Prenant la parole devant les représentants du monde agricole, Daniel Baal, président de la Confédération Nationale du Crédit Mutuel a rappelé les racines agricoles du groupe mutualiste." Le Crédit Mutuel est né de l'agriculture et il a grandi avec elle ", a-t-il déclaré. " Notre force est de faire nombre, notre horizon est le long terme et notre ambition est la transmission plutôt que la concentration. "Il a également salué la féminisation du conseil d'administration du CMAR avec l'élection de quatre nouvelles administratrices, symbole fort d'une année 2026 proclamée Année internationale des agricultrices par la FAO. Face aux défis climatiques et économiques, Daniel Baal a plaidé pour une " écologie des solutions " et rappelé la responsabilité du groupe mutualiste :" Nous devons être un pôle de stabilité, un pôle de confiance et un pôle de soutien. "Il a également dénoncé les distorsions de concurrence auxquelles sont confrontés les producteurs français : " Nous n'accepterions pas d'importer des véhicules sans ceinture de sécurité. Pourquoi acceptons-nous d'importer des produits qui ne respectent pas les mêmes normes que celles imposées à nos agriculteurs ? "
Au fil des interventions, une conviction commune s'est dégagée : l'agriculture française dispose d'atouts considérables, mais devra relever d'importants défis pour préserver sa souveraineté alimentaire.

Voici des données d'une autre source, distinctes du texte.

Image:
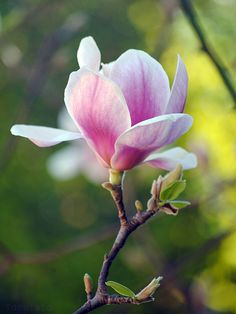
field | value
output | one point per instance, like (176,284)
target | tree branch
(102,297)
(191,15)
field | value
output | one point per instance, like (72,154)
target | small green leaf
(120,289)
(172,177)
(172,192)
(180,204)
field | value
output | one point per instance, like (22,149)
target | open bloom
(65,164)
(125,111)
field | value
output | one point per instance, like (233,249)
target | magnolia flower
(125,111)
(65,164)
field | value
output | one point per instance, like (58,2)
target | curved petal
(179,89)
(88,54)
(134,145)
(170,158)
(44,136)
(106,68)
(143,82)
(98,107)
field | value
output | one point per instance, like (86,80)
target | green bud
(171,177)
(138,205)
(147,293)
(173,191)
(115,176)
(121,289)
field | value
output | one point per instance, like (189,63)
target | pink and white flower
(125,111)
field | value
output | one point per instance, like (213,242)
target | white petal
(88,54)
(44,136)
(169,159)
(179,89)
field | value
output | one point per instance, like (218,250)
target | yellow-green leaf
(123,290)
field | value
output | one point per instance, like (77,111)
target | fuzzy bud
(88,284)
(146,294)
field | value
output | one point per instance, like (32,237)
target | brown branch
(102,297)
(117,195)
(191,15)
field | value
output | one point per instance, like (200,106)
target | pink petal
(98,107)
(134,145)
(143,82)
(170,158)
(43,136)
(88,54)
(179,89)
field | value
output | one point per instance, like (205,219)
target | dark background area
(53,231)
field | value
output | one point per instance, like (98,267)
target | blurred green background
(53,231)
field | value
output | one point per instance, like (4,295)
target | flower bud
(115,176)
(147,293)
(172,177)
(88,284)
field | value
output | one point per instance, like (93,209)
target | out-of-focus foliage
(195,251)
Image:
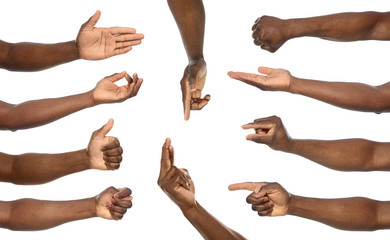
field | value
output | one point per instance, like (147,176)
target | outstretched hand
(113,203)
(105,153)
(176,183)
(100,43)
(267,199)
(270,131)
(273,80)
(192,85)
(106,91)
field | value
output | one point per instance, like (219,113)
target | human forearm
(39,112)
(343,155)
(354,96)
(347,213)
(208,226)
(34,168)
(342,26)
(36,56)
(31,214)
(190,18)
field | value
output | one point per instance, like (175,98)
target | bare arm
(360,214)
(354,96)
(343,155)
(36,56)
(91,44)
(39,112)
(271,33)
(190,18)
(31,214)
(103,153)
(208,226)
(178,185)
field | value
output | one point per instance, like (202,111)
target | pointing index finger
(251,186)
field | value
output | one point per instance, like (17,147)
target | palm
(278,80)
(96,43)
(280,199)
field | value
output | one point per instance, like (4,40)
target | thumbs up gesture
(104,152)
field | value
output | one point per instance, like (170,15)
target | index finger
(251,186)
(165,157)
(121,30)
(123,193)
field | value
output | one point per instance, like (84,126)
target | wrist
(293,206)
(74,50)
(86,159)
(294,85)
(190,210)
(91,98)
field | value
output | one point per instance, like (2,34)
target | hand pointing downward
(105,153)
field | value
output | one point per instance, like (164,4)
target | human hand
(104,152)
(106,91)
(270,131)
(267,199)
(270,33)
(192,84)
(176,183)
(113,203)
(274,79)
(100,43)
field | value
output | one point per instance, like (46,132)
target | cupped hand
(273,80)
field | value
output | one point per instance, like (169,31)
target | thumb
(93,20)
(265,70)
(102,132)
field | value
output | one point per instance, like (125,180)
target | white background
(211,145)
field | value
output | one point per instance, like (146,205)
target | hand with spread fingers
(113,203)
(180,188)
(104,152)
(100,43)
(192,85)
(270,131)
(267,199)
(175,182)
(106,91)
(270,33)
(273,80)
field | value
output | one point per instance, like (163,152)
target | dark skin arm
(356,214)
(31,214)
(39,112)
(179,187)
(103,152)
(348,95)
(342,155)
(91,44)
(270,33)
(190,18)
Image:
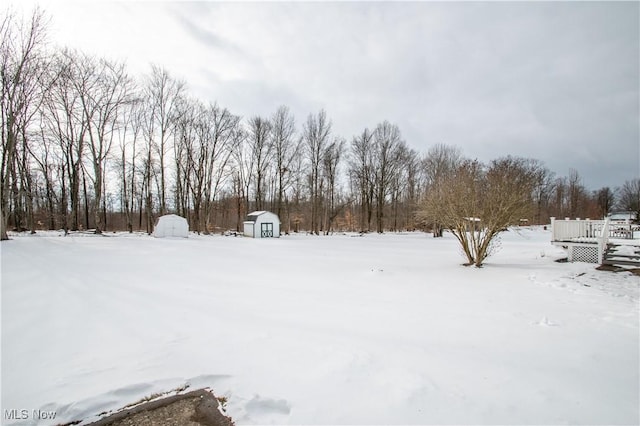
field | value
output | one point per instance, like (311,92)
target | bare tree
(605,200)
(258,133)
(316,133)
(629,196)
(285,149)
(387,159)
(439,165)
(542,190)
(21,71)
(330,163)
(362,176)
(477,203)
(163,94)
(575,193)
(103,98)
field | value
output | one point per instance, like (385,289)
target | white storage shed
(171,225)
(262,224)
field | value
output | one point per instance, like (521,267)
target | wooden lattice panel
(585,254)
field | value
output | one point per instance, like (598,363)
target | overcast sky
(555,81)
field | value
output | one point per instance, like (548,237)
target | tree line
(85,145)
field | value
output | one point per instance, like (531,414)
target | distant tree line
(87,146)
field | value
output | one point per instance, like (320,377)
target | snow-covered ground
(319,330)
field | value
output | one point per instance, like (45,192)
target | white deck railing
(575,230)
(583,231)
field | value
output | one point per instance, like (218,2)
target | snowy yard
(319,330)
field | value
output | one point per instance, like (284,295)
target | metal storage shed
(171,225)
(262,224)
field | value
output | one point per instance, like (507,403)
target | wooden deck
(590,241)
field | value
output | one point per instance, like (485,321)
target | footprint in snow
(545,322)
(258,407)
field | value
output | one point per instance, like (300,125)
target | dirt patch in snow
(196,408)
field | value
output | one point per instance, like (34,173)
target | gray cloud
(558,81)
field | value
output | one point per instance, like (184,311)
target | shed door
(266,230)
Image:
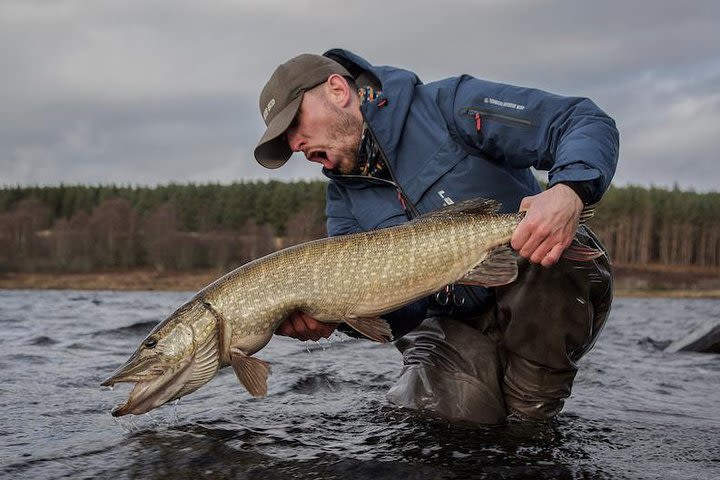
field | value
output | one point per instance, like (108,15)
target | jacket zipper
(480,114)
(409,208)
(412,211)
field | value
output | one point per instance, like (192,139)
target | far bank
(630,280)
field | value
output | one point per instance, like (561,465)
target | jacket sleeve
(570,137)
(340,220)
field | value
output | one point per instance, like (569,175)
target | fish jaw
(152,391)
(162,380)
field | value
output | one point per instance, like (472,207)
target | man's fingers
(553,256)
(304,327)
(520,236)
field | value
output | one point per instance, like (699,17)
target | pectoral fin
(499,267)
(374,328)
(252,372)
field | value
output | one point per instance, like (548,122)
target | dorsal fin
(475,206)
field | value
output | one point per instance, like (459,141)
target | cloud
(155,91)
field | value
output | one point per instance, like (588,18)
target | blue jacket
(462,138)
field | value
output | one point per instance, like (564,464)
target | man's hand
(304,327)
(549,224)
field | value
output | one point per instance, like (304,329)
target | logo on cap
(269,106)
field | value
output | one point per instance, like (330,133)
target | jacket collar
(385,119)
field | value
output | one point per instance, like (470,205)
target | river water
(635,412)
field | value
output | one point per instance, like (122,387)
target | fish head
(180,354)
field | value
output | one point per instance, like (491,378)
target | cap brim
(272,151)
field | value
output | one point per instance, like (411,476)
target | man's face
(326,133)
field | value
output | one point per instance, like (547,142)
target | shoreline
(630,281)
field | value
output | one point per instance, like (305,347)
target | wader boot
(519,356)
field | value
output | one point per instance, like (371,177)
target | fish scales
(353,278)
(379,271)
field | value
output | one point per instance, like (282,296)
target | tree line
(85,228)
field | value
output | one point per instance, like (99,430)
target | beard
(345,134)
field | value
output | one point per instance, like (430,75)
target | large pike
(353,279)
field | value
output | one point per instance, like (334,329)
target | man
(394,148)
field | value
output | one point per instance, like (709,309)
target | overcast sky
(154,91)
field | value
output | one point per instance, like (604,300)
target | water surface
(635,412)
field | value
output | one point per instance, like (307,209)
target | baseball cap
(280,101)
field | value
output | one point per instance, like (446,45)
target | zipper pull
(404,205)
(478,122)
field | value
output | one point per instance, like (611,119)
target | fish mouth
(151,391)
(160,381)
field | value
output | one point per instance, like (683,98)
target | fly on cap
(280,102)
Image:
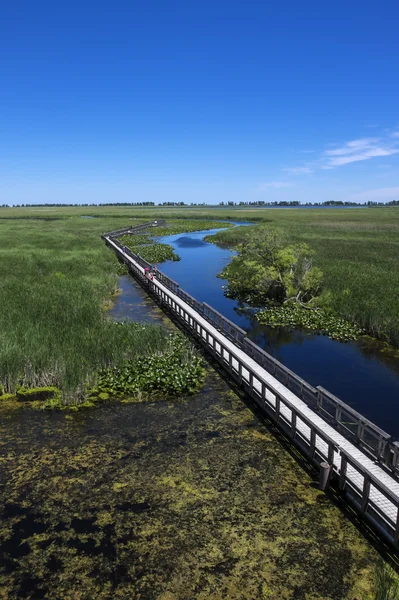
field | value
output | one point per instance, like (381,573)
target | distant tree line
(227,204)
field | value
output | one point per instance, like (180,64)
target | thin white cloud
(378,195)
(360,149)
(299,170)
(274,185)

Dans cette équation, le Crédit Mutuel Agricole et Rural entend poursuivre son rôle d'accompagnateur de proximité pour les Fédérations du réseau mutualiste. Par son expertise, son ancrage territorial et sa capacité à financer les investissements, le groupe se positionne comme un partenaire des agriculteurs, des filières et des territoires. Comme l'ont rappelé Christian Guilbard et Sébastien Prin, l'ambition du CMAR reste d'apporter " l'éclairage et la visibilité nécessaires pour agir efficacement sur le terrain ". Une mission qui prend tout son sens à l'heure où innovation, résilience et compétitivité deviennent les piliers de l'agriculture de demain. En soutenant les projets agricoles, les initiatives innovantes et le renouvellement des générations, le Crédit Mutuel confirme son rôle d'acteur profondément enraciné dans la vie des territoires et engagé aux côtés de celles et ceux qui les font vivre au quotidien.
" La souveraineté alimentaire ne se décrète pas, elle se construit"
Moment fort de la journée, la venue d'Annie Genevard, ministre de l'Agriculture, de l'Agroalimentaire et de la Souveraineté alimentaire, a été saluée par l'ensemble des participants. Sa présence a témoigné de l'importance accordée par l'État aux enjeux abordés lors de cette assemblée générale.La ministre a insisté sur le rôle essentiel du Crédit Mutuel dans l'accompagnement du monde agricole. " L'agriculture a besoin d'un banquier sur qui compter ", a-t-elle déclaré, soulignant la nécessité d'un accompagnement dans la durée face à des investissements toujours plus lourds et des aléas croissants. Elle a également réaffirmé sa vision de la souveraineté alimentaire : " La souveraineté alimentaire ne se décrète pas, elle se construit. " Pour la ministre, cette ambition passe par trois leviers complémentaires : produire, transformer et valoriser. Elle a également défendu la simplification administrative, estimant que les lourdeurs réglementaires freinent les projets, l'installation et la transmission des exploitations. " Chaque démarche inutile détourne du temps, de l'énergie et des moyens qui devraient être consacrés à produire, investir et entreprendre ", a-t-elle insisté.